Author Affiliations: Department of Ophthalmology, New England Eye Center, Tufts Medical Center, Boston (Drs Branchini, Regatieri, Adhi, Manjunath, and Duker) and Department of Electrical Engineering and Computer Science, Research Laboratory of Electronics, Massachusetts Institute of Technology, Cambridge (Dr Fujimoto); and Department of Ophthalmology, University Hospital of Albacete, Albacete, Spain (Dr Flores-Moreno).
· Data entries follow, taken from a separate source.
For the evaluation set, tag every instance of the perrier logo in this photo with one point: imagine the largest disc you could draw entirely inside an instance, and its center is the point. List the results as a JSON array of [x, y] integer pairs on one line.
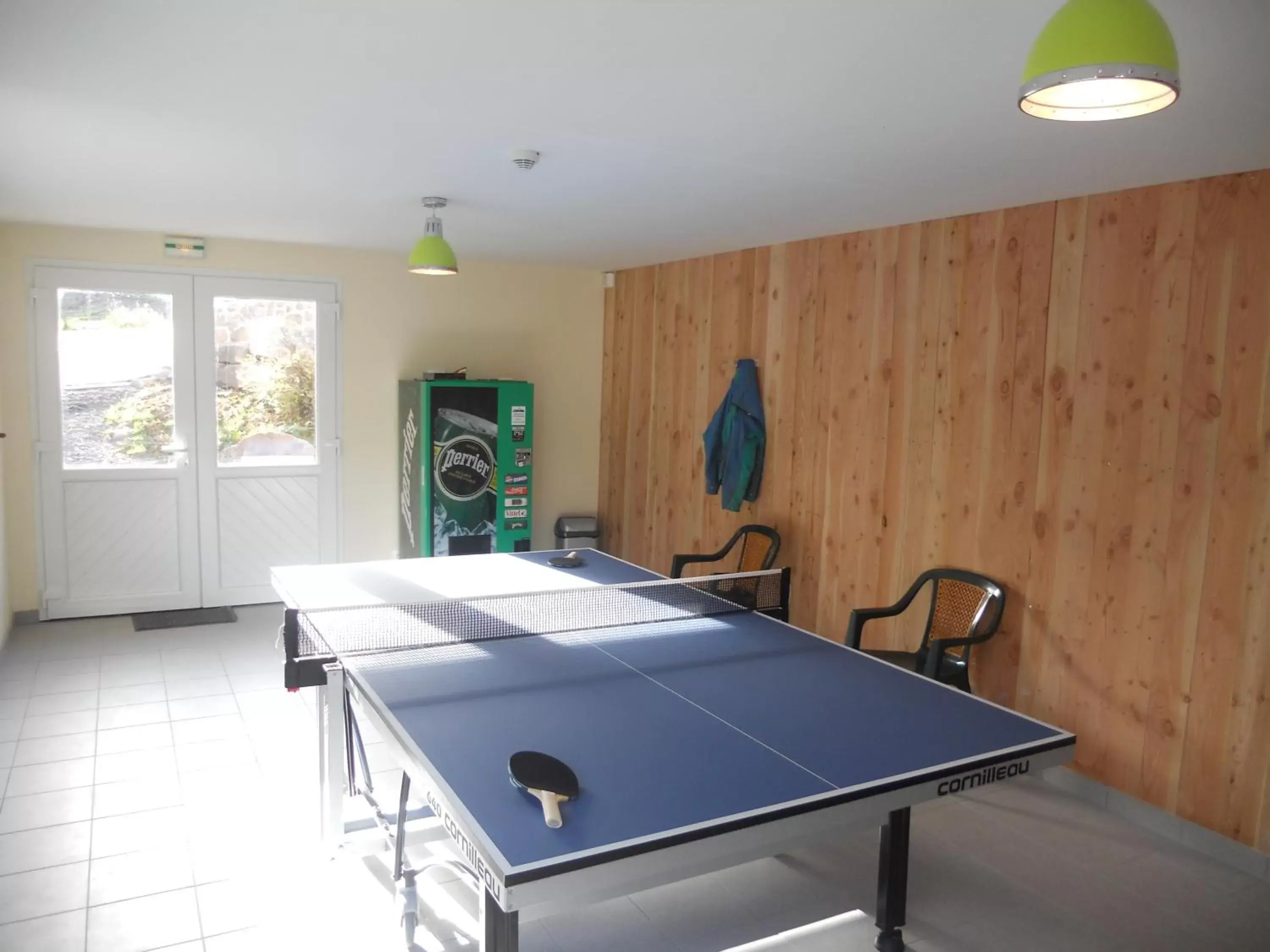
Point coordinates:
[[464, 468]]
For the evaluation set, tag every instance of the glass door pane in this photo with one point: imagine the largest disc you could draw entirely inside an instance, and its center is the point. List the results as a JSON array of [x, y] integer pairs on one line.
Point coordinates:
[[266, 363], [115, 353]]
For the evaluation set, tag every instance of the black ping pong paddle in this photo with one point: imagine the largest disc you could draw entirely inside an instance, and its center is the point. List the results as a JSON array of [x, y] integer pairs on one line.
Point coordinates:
[[544, 777]]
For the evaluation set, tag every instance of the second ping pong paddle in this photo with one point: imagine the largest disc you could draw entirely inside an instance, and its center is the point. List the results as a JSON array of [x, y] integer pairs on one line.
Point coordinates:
[[544, 777]]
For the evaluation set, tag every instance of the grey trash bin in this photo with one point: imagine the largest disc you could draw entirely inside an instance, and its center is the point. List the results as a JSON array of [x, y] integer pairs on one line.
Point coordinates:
[[577, 532]]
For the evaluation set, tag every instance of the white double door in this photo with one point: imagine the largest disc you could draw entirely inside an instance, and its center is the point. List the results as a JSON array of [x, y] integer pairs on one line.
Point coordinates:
[[187, 437]]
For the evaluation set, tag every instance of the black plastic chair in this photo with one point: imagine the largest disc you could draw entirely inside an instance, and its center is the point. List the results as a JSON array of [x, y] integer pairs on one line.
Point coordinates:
[[966, 611], [759, 549]]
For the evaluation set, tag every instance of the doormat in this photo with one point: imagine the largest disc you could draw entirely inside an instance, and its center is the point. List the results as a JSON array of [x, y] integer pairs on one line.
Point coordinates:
[[183, 619]]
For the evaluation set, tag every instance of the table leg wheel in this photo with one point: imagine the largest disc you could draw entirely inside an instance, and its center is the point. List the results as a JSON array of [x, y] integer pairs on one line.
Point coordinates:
[[409, 898]]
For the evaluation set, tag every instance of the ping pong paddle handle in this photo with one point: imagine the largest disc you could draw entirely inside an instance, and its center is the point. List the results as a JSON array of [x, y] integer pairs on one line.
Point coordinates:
[[550, 808]]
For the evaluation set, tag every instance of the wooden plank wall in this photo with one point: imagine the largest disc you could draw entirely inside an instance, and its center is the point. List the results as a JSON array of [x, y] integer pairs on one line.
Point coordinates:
[[1072, 398]]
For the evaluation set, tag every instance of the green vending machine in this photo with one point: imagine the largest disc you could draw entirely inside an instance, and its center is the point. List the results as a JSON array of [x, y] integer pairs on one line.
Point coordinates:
[[467, 456]]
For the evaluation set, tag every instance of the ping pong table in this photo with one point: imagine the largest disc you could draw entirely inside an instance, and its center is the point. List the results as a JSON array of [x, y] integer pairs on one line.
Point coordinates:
[[705, 732]]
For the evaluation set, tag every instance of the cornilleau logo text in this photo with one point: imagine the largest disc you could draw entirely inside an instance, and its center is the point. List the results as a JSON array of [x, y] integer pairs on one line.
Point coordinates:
[[408, 436], [467, 847], [988, 775]]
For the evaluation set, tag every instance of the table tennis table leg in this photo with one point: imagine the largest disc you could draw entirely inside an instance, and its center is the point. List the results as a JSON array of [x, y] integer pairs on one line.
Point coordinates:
[[332, 756], [500, 931], [892, 881]]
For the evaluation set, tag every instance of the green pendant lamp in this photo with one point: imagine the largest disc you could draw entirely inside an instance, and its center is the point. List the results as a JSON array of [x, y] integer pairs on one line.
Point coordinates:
[[432, 254], [1102, 60]]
A critical method of monitoring patients with neovascular age-related macular degeneration (AMD) being treated with anti–vascular endothelial growth factor (anti-VEGF) is optical coherence tomography (OCT), which uses low-coherence interferometry of light to examine the retina in vivo on a micrometer scale.1
Recent advances in spectral-domain OCT make visualization of the choroid feasible. Using image averaging and enhanced depth imaging, successful examination and measurement of choroidal thickness in normal and pathologic states have been reported.2- 4
It has been hypothesized that anti-VEGF may affect choroidal vasculature.5 The goal of this study is to evaluate the effect of anti-VEGF on choroidal thickness using spectral-domain OCT in treatment-naive subjects.
Twenty-two patients (22 eyes) with neovascular AMD were identified prior to first-time treatment with anti-VEGF at New England Eye Center. All patients with concomitant ocular pathologies were excluded. Twenty age-matched healthy eyes were identified as a control group. This study was approved by the institutional review board of the Tufts Medical Center.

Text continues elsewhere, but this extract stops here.